Bill Wilson, senior VP and general manager of AOL Entertainment, said the goal is to leverage its existing billing relationship and credit card details from some 25 million users and the Entertainment area’s estimated 30 million unique monthly viewers.

“In the past we’ve been building up audiences and sending them to third parties to make purchases,” Wilson said. Company is now banking on one-click ordering to woo AOL and Moviefone users to make impulse buys.

Pricing will be competitive with other online and brick-and-mortar stores, he said.

AOL Movies and Moviefone general manager Steven Yee is negotiating promotional deals with various studios and said their homevid divisions have been very receptive so far. “Our proposition is that we have an ideal context (via AOL Movies and ticket and review service Moviefone) from which to sell videos and DVDs,” Yee said.

Shop will become the default retail option on AOL Entertainment, AOL Movies and Moviefone and AOL Music.

All supply, warehousing and fulfillment chores have been outsourced to distributor Alliance.

The push into commerce has been expected ever since division CEO Jon Miller took the helm last year.

Street’s watching

Wall Street is keeping a close eye on the AOL unit, which is at pains to develop new revenue streams to offset a diminishing analog sub count. Yet the company, eager to prove it’s more than a mature ISP business, seems insistent on trumpeting its role as a destination for exclusive content, rather than its prospects as a commercial video hub that could rival Amazon or Barnes & Noble for the fast-growing DVD sell-through biz.

“We’re focused on the integration of the experience rather than purely the retail option,” Wilson said.

“We’re not in business of competing with B&N and Amazon. We’re looking at ways to attract audience with our programming and offer impulse buys … we think that’s our competitive advantage.”

Competitive market

Indeed, AOL is entering a busy online retail market for music and videos. While Amazon dominates in sell-through, Netflix, WalMart and Blockbuster are all offering online DVD rental services as well.

Company won’t disclose costs or revenue expectations for the service, but said it should be profitable on a stand-alone basis.

Launch will initially be for the U.S. only, with AOL Intl. subsids examining the model on a case-by-case basis.

Borrowing a leaf from sister cable net HBO, AOL also will be trying to monetize some of its original programming, starting with the upcoming release of “Sessions at AOL,” which will feature highlights of some 200 recording artists featured on the site’s exclusive online concerts. Corporate cousin Atlantic Records is producing the album.
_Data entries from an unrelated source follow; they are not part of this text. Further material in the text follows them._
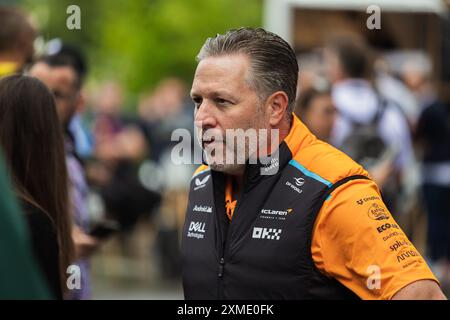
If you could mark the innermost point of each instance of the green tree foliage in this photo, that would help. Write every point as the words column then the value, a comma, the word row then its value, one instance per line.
column 140, row 42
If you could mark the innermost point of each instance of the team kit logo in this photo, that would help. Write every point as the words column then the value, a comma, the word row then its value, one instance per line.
column 275, row 214
column 196, row 230
column 298, row 182
column 266, row 233
column 206, row 209
column 377, row 212
column 199, row 184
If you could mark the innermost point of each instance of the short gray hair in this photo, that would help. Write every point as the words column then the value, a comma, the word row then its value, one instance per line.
column 274, row 66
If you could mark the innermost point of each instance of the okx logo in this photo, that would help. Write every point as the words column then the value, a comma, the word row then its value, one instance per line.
column 266, row 233
column 201, row 183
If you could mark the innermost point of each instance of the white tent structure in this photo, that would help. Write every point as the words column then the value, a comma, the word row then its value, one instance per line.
column 278, row 14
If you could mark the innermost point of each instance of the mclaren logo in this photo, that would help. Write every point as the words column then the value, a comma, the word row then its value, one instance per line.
column 266, row 233
column 201, row 183
column 298, row 182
AOL Time Warner, whose shares have been staging a comeback in recent months after a raft of upbeat analyst reports, has warned that the AOL division is losing dial-up subs faster than expected but was offsetting that partly with greater cost reductions.

Company is expected to record around 3.15 million broadband sub and 23.1 million dial-up subs for the end of the second quarter. Broadband users typically pay the reduced $15 a month charge, so new revenue streams are considered essential.